Senin, 6 Oktober 2008 | 03:00 WIB

Para pekerja sibuk mengemas mukena-mukena ke dalam plastik. Mukena-mukena itu tak lagi putih polos. Di ujung-ujungnya terdapat hiasan berbagai motif sulur warna-warni yang terangkai indah.

Sambil mengemas mukena ke dalam plastik, para pekerja sesekali mengamati motif-motif bordir yang menghiasi ujung mukena untuk memastikan kerapian hiasan-hiasan itu. Di rumah belakang, para pekerja lainnya mengecek kerja mesin-mesin bordir yang tersambung dengan komputer sambil sesekali membetulkan letak mata jahit yang kurang pas.

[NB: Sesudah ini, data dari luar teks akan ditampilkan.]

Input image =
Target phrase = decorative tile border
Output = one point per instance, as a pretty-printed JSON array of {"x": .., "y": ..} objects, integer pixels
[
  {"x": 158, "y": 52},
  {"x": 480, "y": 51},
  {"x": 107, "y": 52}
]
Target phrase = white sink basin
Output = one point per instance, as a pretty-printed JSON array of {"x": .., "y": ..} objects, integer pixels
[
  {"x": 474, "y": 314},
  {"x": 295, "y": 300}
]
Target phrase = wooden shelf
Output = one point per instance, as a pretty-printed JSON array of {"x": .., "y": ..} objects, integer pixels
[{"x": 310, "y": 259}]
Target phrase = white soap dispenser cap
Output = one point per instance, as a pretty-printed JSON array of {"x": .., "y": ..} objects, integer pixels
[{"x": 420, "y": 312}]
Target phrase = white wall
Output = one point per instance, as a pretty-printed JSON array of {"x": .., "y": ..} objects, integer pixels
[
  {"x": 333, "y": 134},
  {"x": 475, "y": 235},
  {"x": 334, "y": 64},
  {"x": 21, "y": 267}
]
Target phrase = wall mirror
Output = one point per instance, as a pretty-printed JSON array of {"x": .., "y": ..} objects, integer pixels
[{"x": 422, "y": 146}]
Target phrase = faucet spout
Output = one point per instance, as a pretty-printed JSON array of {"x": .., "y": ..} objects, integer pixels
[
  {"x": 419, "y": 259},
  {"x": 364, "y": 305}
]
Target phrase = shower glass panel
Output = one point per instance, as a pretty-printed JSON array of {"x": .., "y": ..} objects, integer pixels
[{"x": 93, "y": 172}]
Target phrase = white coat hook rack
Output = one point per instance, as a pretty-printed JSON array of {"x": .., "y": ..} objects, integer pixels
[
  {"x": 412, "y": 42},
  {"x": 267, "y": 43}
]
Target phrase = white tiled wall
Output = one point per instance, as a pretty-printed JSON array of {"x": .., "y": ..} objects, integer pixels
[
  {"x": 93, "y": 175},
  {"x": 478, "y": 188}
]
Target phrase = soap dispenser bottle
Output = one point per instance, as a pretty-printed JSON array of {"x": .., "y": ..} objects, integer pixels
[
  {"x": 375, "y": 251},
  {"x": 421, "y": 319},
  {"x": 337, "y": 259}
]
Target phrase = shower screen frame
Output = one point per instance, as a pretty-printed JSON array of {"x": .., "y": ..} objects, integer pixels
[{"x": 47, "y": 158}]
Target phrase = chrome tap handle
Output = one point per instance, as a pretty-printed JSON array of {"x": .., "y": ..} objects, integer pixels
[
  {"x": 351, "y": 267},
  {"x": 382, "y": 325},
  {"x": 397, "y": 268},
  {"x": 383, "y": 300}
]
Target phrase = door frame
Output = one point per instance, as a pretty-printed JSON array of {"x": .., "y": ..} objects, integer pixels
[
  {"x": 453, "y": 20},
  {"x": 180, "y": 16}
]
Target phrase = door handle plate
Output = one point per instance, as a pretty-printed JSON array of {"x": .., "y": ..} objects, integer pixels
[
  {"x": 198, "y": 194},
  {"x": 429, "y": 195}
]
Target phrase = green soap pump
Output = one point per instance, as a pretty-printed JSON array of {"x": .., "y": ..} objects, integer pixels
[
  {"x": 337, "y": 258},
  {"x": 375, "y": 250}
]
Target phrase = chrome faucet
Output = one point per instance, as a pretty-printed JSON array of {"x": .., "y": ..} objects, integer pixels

Aktivitas di tempat usaha milik Haji Asep (35) itu makin sibuk menjelang siang. Menjelang Idul Fitri 2008, pekan lalu, permintaan mukena bordir kepada Asep meningkat tajam, dari per bulan 100 kodi menjadi 150 kodi lebih. ”Dalam tiga bulan ini saya harus memenuhi pesanan 500 kodi untuk dikirim ke Kuala Lumpur (Malaysia),” ujar Asep.

Hasil tangan perajin

Dari Kuala Lumpur, mukena bordir buatan kelompok usaha yang dipimpin Asep itu didistribusikan lagi ke Singapura, Thailand, Kamboja, dan Brunei Darussalam. Dalam tiga tahun terakhir kelompok usaha bordir milik Asep, dengan 500 perajin, memang terus menggeliat. Pasalnya, bordir yang ditawarkan kepada pembeli tak hanya bordir produk mesin otomatis yang dikendalikan komputer, tetapi juga oleh mesin yang dioperasikan tangan-tangan perajin.

”Sebagian besar bordir produk kami memang dikerjakan oleh perajin, bukan yang menggunakan komputer. Hasilnya lebih bagus dan modelnya fleksibel kendati harganya jauh lebih mahal,” kata Asep.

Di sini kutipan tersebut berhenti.